After attacking No Kill programs like adoption, the article turns around and embraces programs like high-volume sterilization and pet retention efforts by: 1. Claiming they are not part of the No Kill philosophy even though they are (in fact, they are core programs of the No Kill Equation) and 2. Pretending they are mutually exclusive even though they are not. Obviously, you can sterilize animals to reduce overall numbers, employ pet retention programs to help people keep their animal companions, and also adopt the ones in the shelter.

The problem with not doing all three is obvious: sterilization ignores the needs of the animals that are already in the shelter and under an immediate death threat, leaving them with no protection from killing of any kind. Moreover, we don’t need animals to disappear from the Earth before we can do right by them (the hundreds of cities and towns placing upwards of 99% of the animals prove it).

Her conclusion? “Adoption becomes a feel-good ‘numbers’ game, in which we carefully and proudly track only how many animals have left the shelter. No one notes how many of them end up back in the system.” Her evidence? “The head of a well-established rescue group told me that just days after a ‘clear the shelters’ event, she saw three recently adopted dogs being returned to two Los Angeles-area shelters.” That’s the long and short of it.

I apologize to Mr. Winograd for lifting so much text directly from his blog; please go there and read the whole thing.

That said, I do not apologize too much, as I think the record needs correcting, and Carol Mithers got it SO very wrong in the pages of The New York Times

If someone can get it this wrong in less than 800 carefully proctored words, imagine how much they will get it wrong if given 75,000 more.

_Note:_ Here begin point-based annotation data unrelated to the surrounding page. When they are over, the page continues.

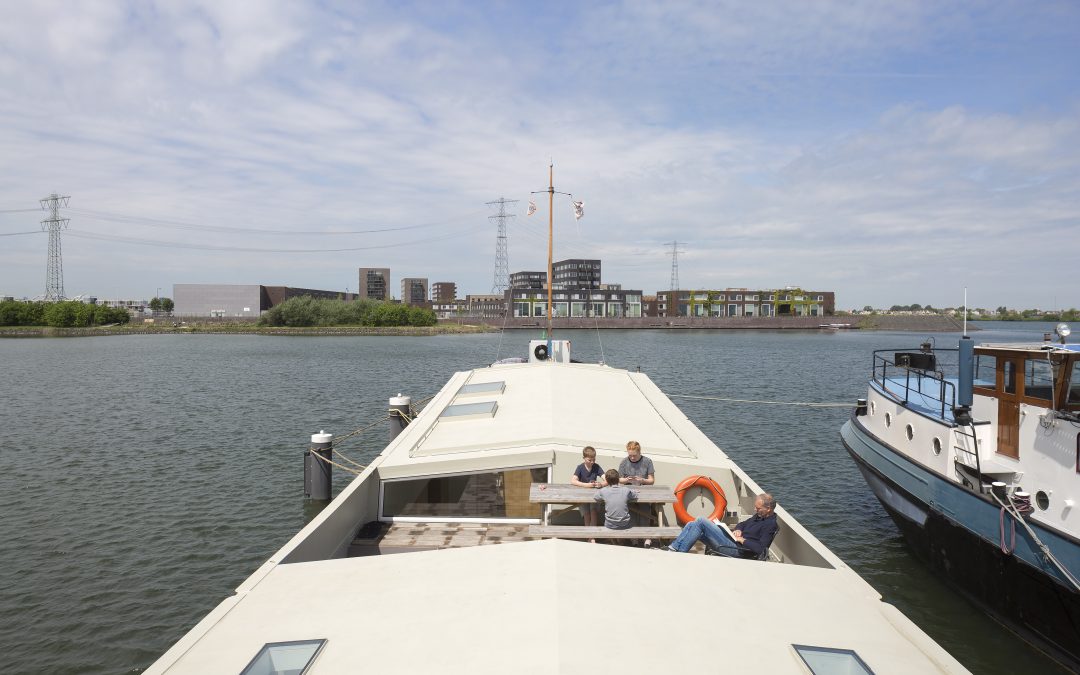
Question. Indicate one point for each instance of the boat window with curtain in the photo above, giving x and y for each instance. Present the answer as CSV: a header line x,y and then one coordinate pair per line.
x,y
1039,379
985,368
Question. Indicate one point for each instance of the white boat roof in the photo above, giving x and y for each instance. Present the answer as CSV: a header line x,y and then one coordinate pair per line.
x,y
542,407
557,606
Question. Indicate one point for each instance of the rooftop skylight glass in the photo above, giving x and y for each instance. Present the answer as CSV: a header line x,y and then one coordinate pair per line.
x,y
482,388
828,661
466,410
289,658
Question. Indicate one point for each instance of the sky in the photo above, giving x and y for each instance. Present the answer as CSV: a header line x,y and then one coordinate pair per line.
x,y
893,152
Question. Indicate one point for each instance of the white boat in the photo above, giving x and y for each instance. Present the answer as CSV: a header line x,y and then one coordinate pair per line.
x,y
975,455
431,561
458,475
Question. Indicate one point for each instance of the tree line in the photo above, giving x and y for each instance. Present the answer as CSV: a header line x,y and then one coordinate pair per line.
x,y
63,314
309,311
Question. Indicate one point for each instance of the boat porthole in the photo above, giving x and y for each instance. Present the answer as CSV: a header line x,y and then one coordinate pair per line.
x,y
1042,500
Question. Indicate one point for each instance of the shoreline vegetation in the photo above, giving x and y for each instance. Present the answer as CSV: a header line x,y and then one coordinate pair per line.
x,y
306,315
170,325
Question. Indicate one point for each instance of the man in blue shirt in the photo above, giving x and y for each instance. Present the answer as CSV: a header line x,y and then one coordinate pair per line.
x,y
750,539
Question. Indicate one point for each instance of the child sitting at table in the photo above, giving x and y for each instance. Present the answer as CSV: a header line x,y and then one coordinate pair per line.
x,y
616,500
589,474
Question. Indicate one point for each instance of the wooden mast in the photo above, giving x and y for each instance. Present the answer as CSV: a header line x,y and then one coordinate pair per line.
x,y
551,220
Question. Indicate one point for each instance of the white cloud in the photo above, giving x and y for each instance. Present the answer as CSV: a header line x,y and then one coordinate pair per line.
x,y
286,117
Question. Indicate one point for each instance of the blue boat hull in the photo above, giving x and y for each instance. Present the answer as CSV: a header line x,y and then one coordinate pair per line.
x,y
956,531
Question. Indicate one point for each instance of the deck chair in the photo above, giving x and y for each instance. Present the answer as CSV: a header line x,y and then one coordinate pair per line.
x,y
746,553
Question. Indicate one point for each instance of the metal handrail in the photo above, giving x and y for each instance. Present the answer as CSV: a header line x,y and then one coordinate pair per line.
x,y
946,392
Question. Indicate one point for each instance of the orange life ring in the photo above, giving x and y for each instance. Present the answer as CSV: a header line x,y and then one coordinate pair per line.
x,y
682,515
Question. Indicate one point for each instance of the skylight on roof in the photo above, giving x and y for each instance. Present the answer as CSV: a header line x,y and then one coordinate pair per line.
x,y
828,661
482,388
469,410
281,658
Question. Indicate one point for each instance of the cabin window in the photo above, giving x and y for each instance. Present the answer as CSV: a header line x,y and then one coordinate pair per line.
x,y
279,658
985,368
1039,379
828,661
1009,377
486,496
1075,385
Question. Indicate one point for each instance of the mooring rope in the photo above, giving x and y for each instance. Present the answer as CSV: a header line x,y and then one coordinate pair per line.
x,y
808,404
1045,550
334,463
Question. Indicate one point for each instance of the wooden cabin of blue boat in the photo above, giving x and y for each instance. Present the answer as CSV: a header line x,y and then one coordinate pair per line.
x,y
975,455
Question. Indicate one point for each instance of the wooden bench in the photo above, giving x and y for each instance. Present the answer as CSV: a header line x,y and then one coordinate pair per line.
x,y
581,531
564,494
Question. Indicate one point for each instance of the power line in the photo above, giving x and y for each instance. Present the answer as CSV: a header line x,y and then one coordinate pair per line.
x,y
150,242
183,225
501,253
54,266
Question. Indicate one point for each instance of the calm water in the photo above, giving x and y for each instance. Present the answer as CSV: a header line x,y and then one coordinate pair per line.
x,y
144,477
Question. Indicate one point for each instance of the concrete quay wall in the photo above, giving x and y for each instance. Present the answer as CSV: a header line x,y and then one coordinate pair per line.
x,y
922,324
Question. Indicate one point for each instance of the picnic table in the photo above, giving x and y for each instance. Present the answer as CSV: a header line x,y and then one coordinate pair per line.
x,y
549,494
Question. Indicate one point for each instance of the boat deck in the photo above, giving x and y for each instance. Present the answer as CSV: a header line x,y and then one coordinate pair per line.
x,y
380,539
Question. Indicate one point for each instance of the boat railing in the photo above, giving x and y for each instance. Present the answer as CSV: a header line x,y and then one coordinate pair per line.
x,y
928,385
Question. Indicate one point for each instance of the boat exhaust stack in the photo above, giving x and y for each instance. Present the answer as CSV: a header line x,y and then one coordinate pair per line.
x,y
318,471
401,407
964,394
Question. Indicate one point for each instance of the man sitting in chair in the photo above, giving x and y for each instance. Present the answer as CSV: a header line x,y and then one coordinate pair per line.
x,y
750,539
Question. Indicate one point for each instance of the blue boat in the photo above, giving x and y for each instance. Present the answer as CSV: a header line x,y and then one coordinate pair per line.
x,y
974,451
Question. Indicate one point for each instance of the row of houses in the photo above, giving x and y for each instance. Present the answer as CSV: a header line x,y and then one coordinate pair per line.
x,y
577,292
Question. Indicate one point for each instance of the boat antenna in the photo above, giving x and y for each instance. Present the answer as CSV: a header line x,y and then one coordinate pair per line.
x,y
551,228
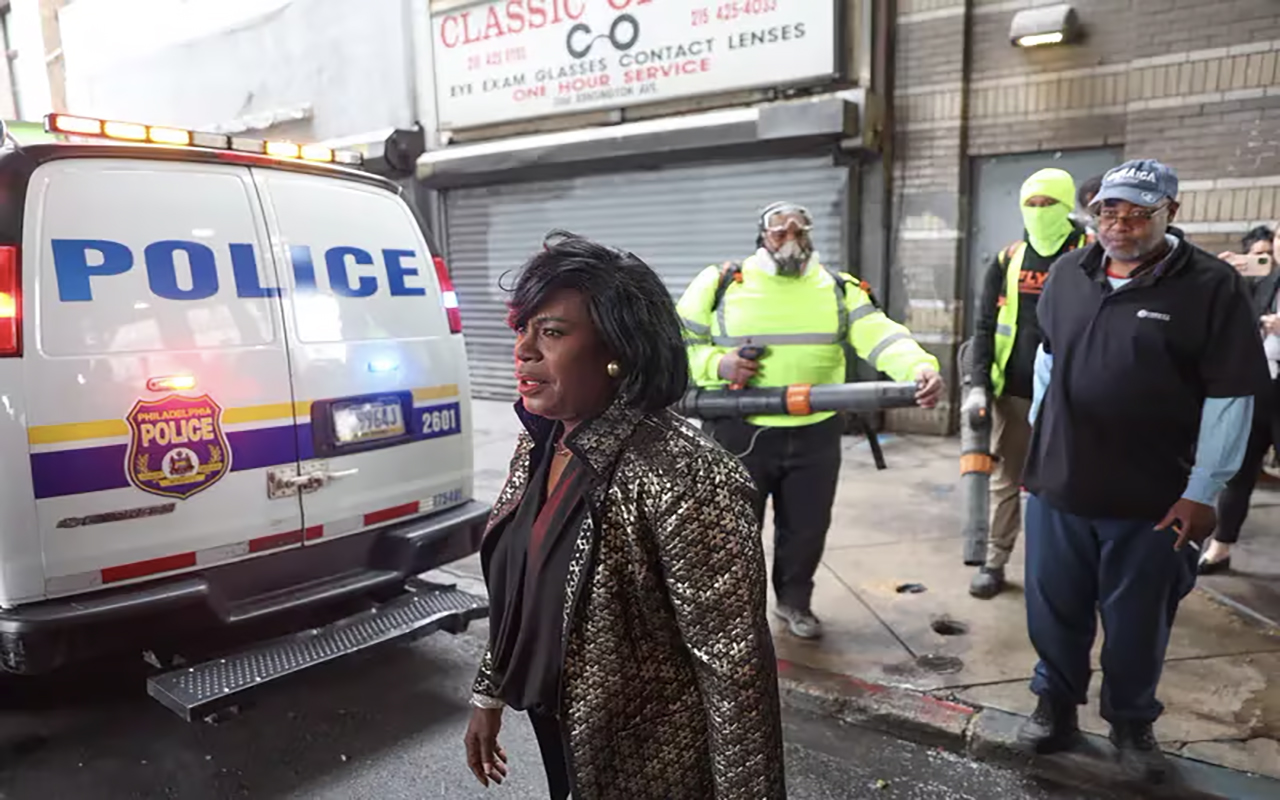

And if someone reaches past 100,000 examples of successes in order to find one example of failure, is that a lie or a truth?  Does it help dogs or hurt?  Does it illuminate or obfuscate?

Dogs deserve better, and so too do the readers of The New York Times.  This was a full editorial FAIL by a newspaper that, especially at this critical time in our nation's history, cannot afford this kind of shoddy work.

2 comments:

Gina said...

I don't tut-tut all that much! Signed, Older Person :-D

tuffy said...

...not to mention the recent article by New York Times practically extolling the virtues and ''coolness'' of the violent alt-right 'Proud Boys'.... please, NYT, do not bow to the Right. Do not be afraid of being called Liberal. Do not publish this kind of trash in the name of being ''balanced''. you can do better.